Although this meant that no two sentences were directly related to each other by transformations, Chomsky was still able to maintain a connection between different sentences by maintaining that there was a sufficient similarity in their Deep Structures. Thus an active and a passive sentence might both start with an identical Deep Structure, but end up with different Surface Structures by the application of different transformations in both cases. Obviously this gets rid of the need to define a set of kernel sentences and so there is no need to explain why one type of sentence should be considered more basic than any other.

3 The Expansion of Transformations

During the 1960s a great number of transformational rules were proposed to account for a wide range of linguistic observations, mainly from English, but also from a steadily expanding set of other languages too. It is worth considering a few of these to demonstrate how they worked and to see what problems they faced.

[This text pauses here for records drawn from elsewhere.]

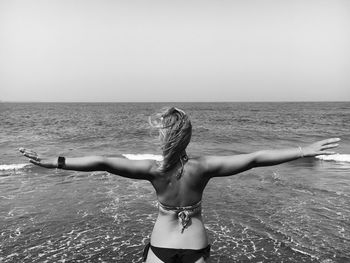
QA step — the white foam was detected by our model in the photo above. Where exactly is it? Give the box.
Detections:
[123,153,163,161]
[0,163,30,171]
[316,154,350,162]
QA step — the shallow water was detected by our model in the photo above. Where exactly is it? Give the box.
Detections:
[0,103,350,263]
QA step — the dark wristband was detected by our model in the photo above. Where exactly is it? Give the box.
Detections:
[57,156,66,169]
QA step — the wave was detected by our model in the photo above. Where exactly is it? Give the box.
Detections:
[122,153,163,161]
[316,154,350,163]
[0,163,31,171]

Let us start with the treatment of the English verbal system that Chomsky first proposed in his 1957 book. As we mentioned last week Chomsky at first assumed the traditional perspective that the auxiliary verbs form a structural unit with the verb:

(10) S

NP VP

John Verb NP

Aux V the paper

has read

Thus we start with the following phrase structure rules:

(11) S → NP VP

VP → Verb NP

Verb → Aux V

Aux → (have) (be)

Note that the use of the auxiliaries have and be is not mutually exclusive and is optional. This is represented by the brackets around the two Aux elements in the last rule. But now we have to face the fact that depending on which auxiliary is used a different form of the verb appears:

(12) a John has read the paper

b John is reading the paper

The key to understanding what is going on here can be found by observing the following sentence:

(13) John has been reading the paper

Note that the main verb is in its –ing form, while the auxiliary be is in its perfective form represented by the morpheme –en. Given that the main verb is in the perfective form in (12a) where it follows the auxiliary have, we can conclude that any verb that follows have will be in its perfective form. By extension then, we can say that any verb that follows the auxiliary be will be in its –ing form. Therefore we have an association between have and the morpheme –en, and one between be and the morpheme –ing, and both of these morphemes end up on the following verbal element. To capture the association between the auxiliary verbs an the morphemes, Chomsky proposed the following:

(14) Aux → (have + en) (be + ing)

In other words, when the Aux node is expanded into words, both the auxiliary verb and its associated morpheme are inserted together and this accounts for the association of the two elements. Obviously the insertion of each auxiliary is an option. But the point is that if the option is taken, both the auxiliary and the morpheme will be inserted. The rule set will produce the following sequences of elements:

(15) a John + read + the + paper

b John + have + en + read + the + paper

c John + be + ing + read + the + paper

d John + have + en + be + ing + read + the + paper

To account for the fact that the morphemes end up on the following verbal element, Chomsky proposed the following transformation:

(16) structural description: aff + V

structural change: # V + aff #

What this says is that if in a structure we find a sequence where an affix precedes a verb, we move the affix behind the verb and make the two together a single word (indicated by the word boundary symbols ‘#’). Thus applying this rule to (15) we get:

(17) a John + read + the + paper

b John + have + # read + en # + the + paper

c John + be + # read + ing # + the + paper

d John + have + # be + en # + # read + ing # + the + paper

Which, when phonological adjustments have been made, come out as:

(18) a John read the paper

b John has read the paper

c John is reading the paper

d John has been reading the paper

The analysis became known as the ‘affix hopping’ analysis because of the way that the affix hops backwards onto the following verbal element.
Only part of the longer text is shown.